CM: [Gillibrand’s] argument seems to have shifted to saying that this is about making sure no defendant is brought to trial unfairly. With all due respect, that is not our problem in the military right now. Our problem is these victims believe these cases aren’t going to court. A commander saying, "I want to get to the bottom of a brigadier general that’s been accused of sex assault"—I don’t think there’s anything that’s undue influence about that. I think that sends the right signal in the military that these cases aren’t going to be swept under the rug.

NCB: On that topic, you have cited 93 cases that prosecutors wanted to drop, but commanders pushed forward, as evidence that Gillibrand’s proposal could diminish prosecutions.
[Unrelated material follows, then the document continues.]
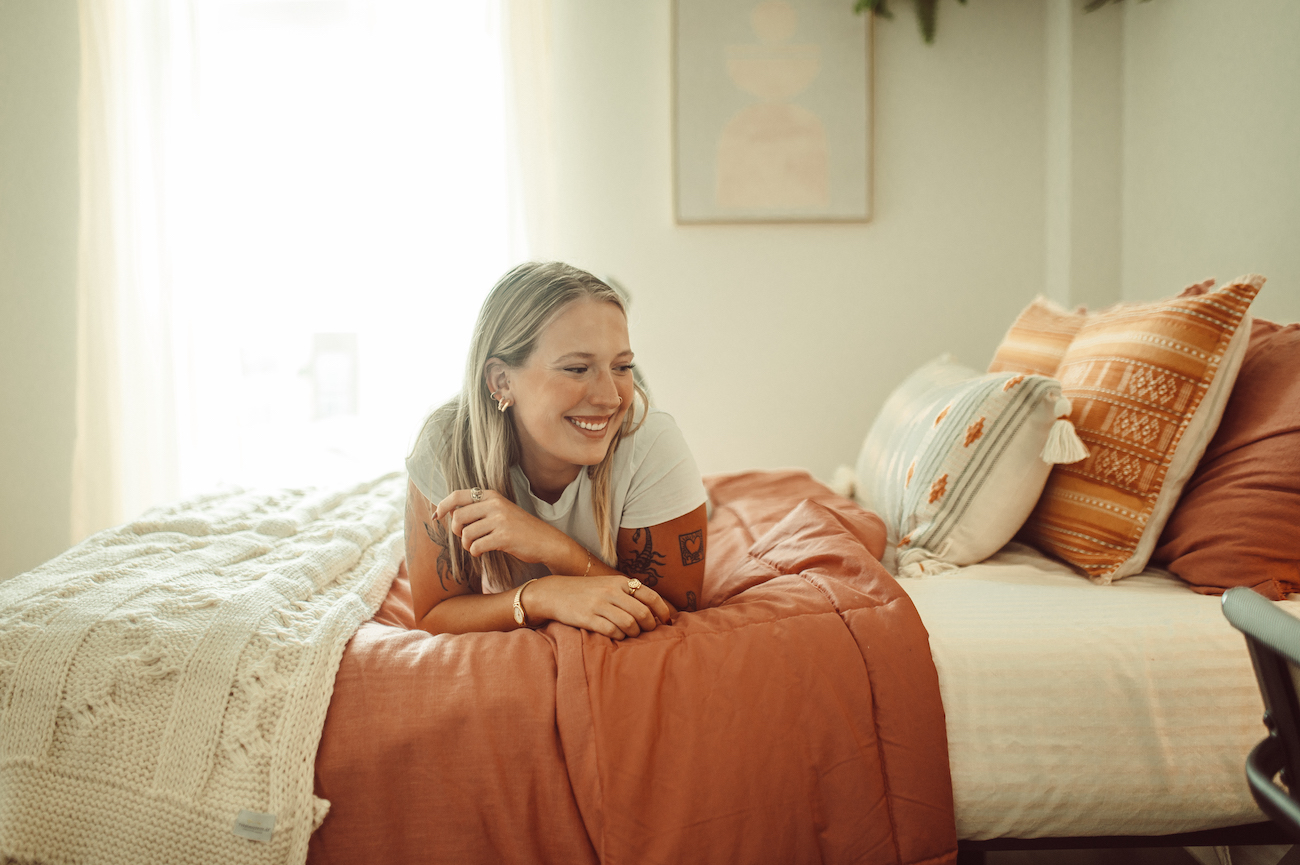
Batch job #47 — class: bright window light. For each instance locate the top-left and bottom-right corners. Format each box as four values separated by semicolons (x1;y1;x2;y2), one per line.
166;0;510;494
She takes issue with your number, saying it refers to civilian prosecutors, not military ones, and therefore “says nothing about the willingness of a military prosecutor to prosecute.” Who’s right?

CM: There were some of both [military and civilian prosecutors] in that number. But this is the point: She is advocating that prosecutors be the only judge as to whether or not a case should go to trial. I saw this firsthand has a prosecutor. Many of these are he-said-she-said cases. Those consent cases are challenging, and there are many prosecutors that think if it’s just a he-said-she-said, it’s a wash. Let him plead to something little and take a demotion. I want to make sure that we are not going backwards by allowing these cases to go away without any checks and balances on the prosecutor whatsoever. 

[Under the McCaskill-Ayotte-Fischer bill, disagreements between prosecutor and commander go to the Defense Secretary’s deputies—the Secretary of the Army, the Secretary of the Navy, or the Secretary of the Air Force—for review.] We have a new set of checks on the commander to make sure, if people have the sense that these cases are not going forward because of commanders, then there’s accountability there.

I think [the NDAA] is going to make a difference. I really do. If it isn’t, it’s because it isn’t being implemented appropriately, and I’m going to pay close attention. And I think Senator Gillibrand will, too.